We all know about Perini Building Company. It’s part of Tutor Perini Corporation, an international general contracting, building and civil construction and construction management company.
The Las Vegas branch of the company first came to town in 1978 with an American Airlines warehouse project that is now the International Terminal. From there, Perini built the Thomas and Mack Center for UNLV, Cashman Field, the Fremont Street Experience and on and on. Today Perini Building Company is the largest construction company operating in Las Vegas. Current projects include CityCenter, the Cosmopolitan Las Vegas and the new Terminal 3 at McCarran International Airport. The company has not been without problems related to its massive projects, but in recent months, construction has proceeded without incident.
In April, 2006, Perini purchased 12 acres at 2955 North Green Valley Parkway. The land is divided by a portion of Duck Creek. The creek starts just east of the Las Vegas Strip and eventually feeds into the Las Vegas wash which in turn flows into Lake Mead. The local creeks and washes handle water that is urban runoff, shallow groundwater, reclaimed water and storm water.
To a bystander, the land at 2955 North Green Valley Parkway was no bargain. It was uneven, weed-filled and divided by a part of Duck Creek that at best was unattractive and at worst was used as an occasional dry garbage dump.

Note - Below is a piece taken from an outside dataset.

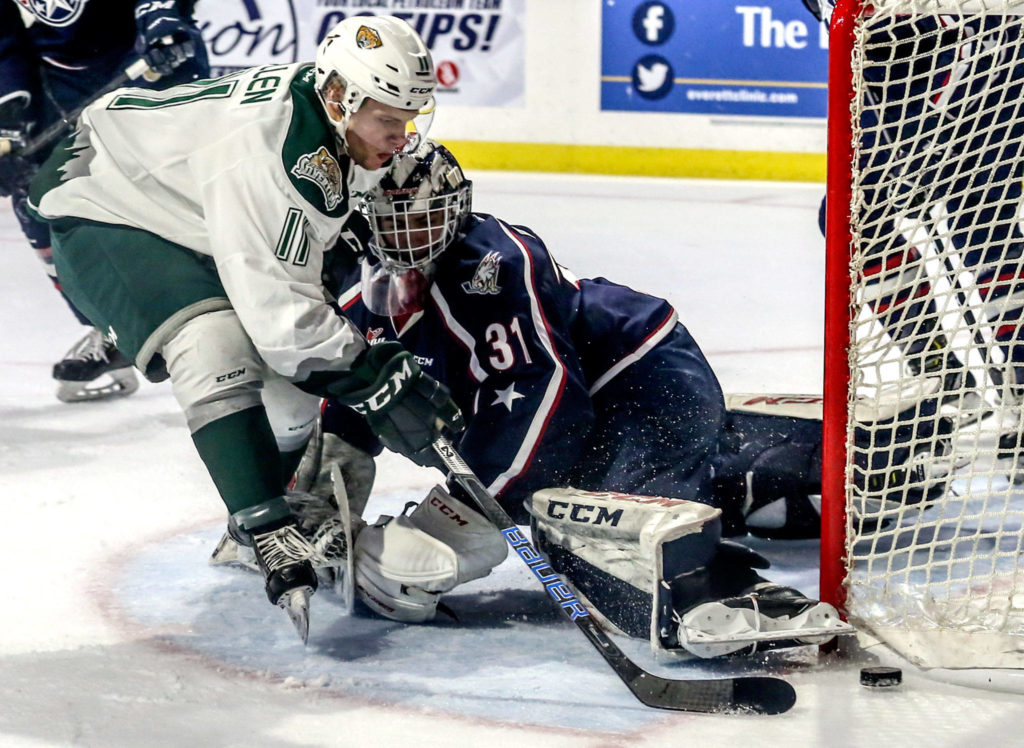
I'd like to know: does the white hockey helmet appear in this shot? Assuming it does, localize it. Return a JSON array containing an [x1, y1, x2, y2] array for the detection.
[[315, 16, 436, 143], [362, 139, 473, 272]]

In June, 2008 construction began on the south side of the property. To neighbors, “someone” was grading land and building a building. Eventually the results were revealed: a new headquarters for Perini Building Company. As with many projects in the Las Vegas valley, the building went up quickly, and it seemed only days later, full exterior landscaping was in place as well. In June of this year, Perini executives moved from their building on Howard Hughes Parkway to the new headquarters. Though the building’s back yard is a creek, this reporter was pleasantly surprised when entering the building from its back-door entrance to see an attractive showcase lobby.
Once the building was completed, neighbors then saw something else, huge pieces of construction equipment behind the new building, leveling and digging in the dry creek bed. What’s going on?
Barry Goettsch is Perini’s project manager for what it calls its “Duck Creek” project. Goettsch explained that Perini owns land on both sides of the creek. The company is building a 1200-foot-long culvert that will allow the creek to flow underground while the ground level is used for parking and as yet other undetermined purposes.
Cost of the project to reclaim air rights over the creek? $5 million. The concrete slab at the base of the culvert is 30 feet below grade, so ground water is an issue. As a result, the project involved digging some 23 wells, 40 to 60 feet deep to divert the groundwater.
The project is scheduled for completion by the end of November. For this local resident, Perini’s 2009 holiday gift will be one eyesore removed.